Spiritpact continues along much the same lines as last week in terms of composition. This time Keika is the one pestering Ki about his attitude regarding the woman they pick up at the airport. She is actually Ki’s fiancee, as Keika learns while they drive to her hotel, which brings up all manner of questions in Keika’s mind as to the strange relationship between the two. The sight of an evil spirit sends Ki off to fight while he instructs Keika to keep an eye on Shiyou. He, of course, ends up finding her in an embarrassing state in her hotel room, but it’s not what you think.
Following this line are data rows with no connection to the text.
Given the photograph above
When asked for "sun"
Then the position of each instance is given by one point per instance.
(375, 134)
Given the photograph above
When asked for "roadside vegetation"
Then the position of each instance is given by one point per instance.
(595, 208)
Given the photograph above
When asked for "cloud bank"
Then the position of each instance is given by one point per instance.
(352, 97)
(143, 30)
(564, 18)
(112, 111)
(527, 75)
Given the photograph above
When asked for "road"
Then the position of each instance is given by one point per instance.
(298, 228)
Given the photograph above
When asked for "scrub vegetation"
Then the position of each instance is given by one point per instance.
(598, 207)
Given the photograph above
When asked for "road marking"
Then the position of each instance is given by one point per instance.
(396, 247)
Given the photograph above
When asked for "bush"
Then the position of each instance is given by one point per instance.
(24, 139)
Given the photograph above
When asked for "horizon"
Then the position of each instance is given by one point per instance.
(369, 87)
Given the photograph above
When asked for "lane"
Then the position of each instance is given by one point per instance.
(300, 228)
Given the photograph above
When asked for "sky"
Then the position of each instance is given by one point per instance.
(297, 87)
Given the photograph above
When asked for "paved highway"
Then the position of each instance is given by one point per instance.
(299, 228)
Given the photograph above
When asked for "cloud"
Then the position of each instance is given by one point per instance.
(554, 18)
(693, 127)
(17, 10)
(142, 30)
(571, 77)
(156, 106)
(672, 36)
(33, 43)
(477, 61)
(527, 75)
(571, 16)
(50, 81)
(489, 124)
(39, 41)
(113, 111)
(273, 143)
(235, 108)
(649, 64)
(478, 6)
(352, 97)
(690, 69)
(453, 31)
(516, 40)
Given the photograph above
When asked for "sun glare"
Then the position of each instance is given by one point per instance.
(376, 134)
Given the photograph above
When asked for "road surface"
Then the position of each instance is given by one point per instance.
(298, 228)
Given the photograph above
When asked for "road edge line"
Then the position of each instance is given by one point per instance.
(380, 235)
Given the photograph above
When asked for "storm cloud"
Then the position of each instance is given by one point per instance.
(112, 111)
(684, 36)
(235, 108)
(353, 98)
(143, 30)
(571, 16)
After Shiyou gives Keika a piece of her mind (and fists) over intruding on her, she tells the story about how she came to be engaged to Ki. The exorcist receives some much needed backstory this way, albeit from Shin’s limited perspective, that highlights his elite status and the reason she’s with him despite his cold behavior toward her. Ki remains as stiff as he was in the first episode – something that is lampshaded as Keika complains that he looks the same whether he’s joking or serious. As more of his backstory is revealed his character might feel more organic, but for now he isn’t so appealing for me. Keika, on the other hand, turns out not to be as self serving as he seemed at first, which makes him a little more endearing if anything.
The animation looks quite stiff in this episode, using the camera to express movement more often than the frames, with only a couple of nicer moments such as when Keika is taught to summon a spirit weapon. It’s not awful to look at, since the character designs are overall decent, but given how unlikely this is to improve I’m a little disappointed.
– Keika’s unconventional manner is still humorous
– Shin’s involvement adds a little humanity in the lineup
– I can’t stop noticing the cheap animation
– Still no apparent direction
This series is reminiscent of Norigami, heavily saturated with witty banter between the cheeky, easy-going protagonist and his reserved, no-nonsense superior (though in Norigami’s case, these roles are reversed). By infusing this sort of humor in a darker themed series runs the risk of even the more serious moments being viewed as light hearted. This is exactly what is happening in Spirit Pact. The overall plot is truly intriguing; a pact formed between an exorcist and spirit to fight evil. Just reading the summary gives me a Supernatural vibe; having the same potential to captivate audiences with rousing battles and harrowing near-death moments. But, the writers decided on a more comedic direction. As long as viewers understand this early, Spirit Pact can be an enjoyable experience.
In this episode, viewers learn the devilishly handsome exorcist, Ki, is engaged to a woman (Shin Shiyou) who absolutely repulses him. Along with this revelation, pieces of Ki’s past begin to emerge (no spoilers though). This is a significant turning point for Spirit Pact. The premiere episode was met with mixed reviews, in part due to the cookie cutter archetype characters. Lacking individualistic, engaging personality traits, there was nothing gripping about the protagonists to maintain viewer interest. After this episode though, I’m thoroughly invested in Ki’s enigmatic nature and the importance of Shin’s inclusion in the story.
All in all, Spirit Pact is building towards an interesting series. Of course, that can change if the plot and character’s fail to maintain the growth that I witnessed in this episode. For now though, despite unfavorable reviews, I don’t regret the decision to watch it.
– Detailed backstory allowing for essential character growth.
– Introduction of female character, adding diversity to the main cast.
– Tense moments still cannot be taken seriously.
– Plot can easily become redundant and dull if not executed properly.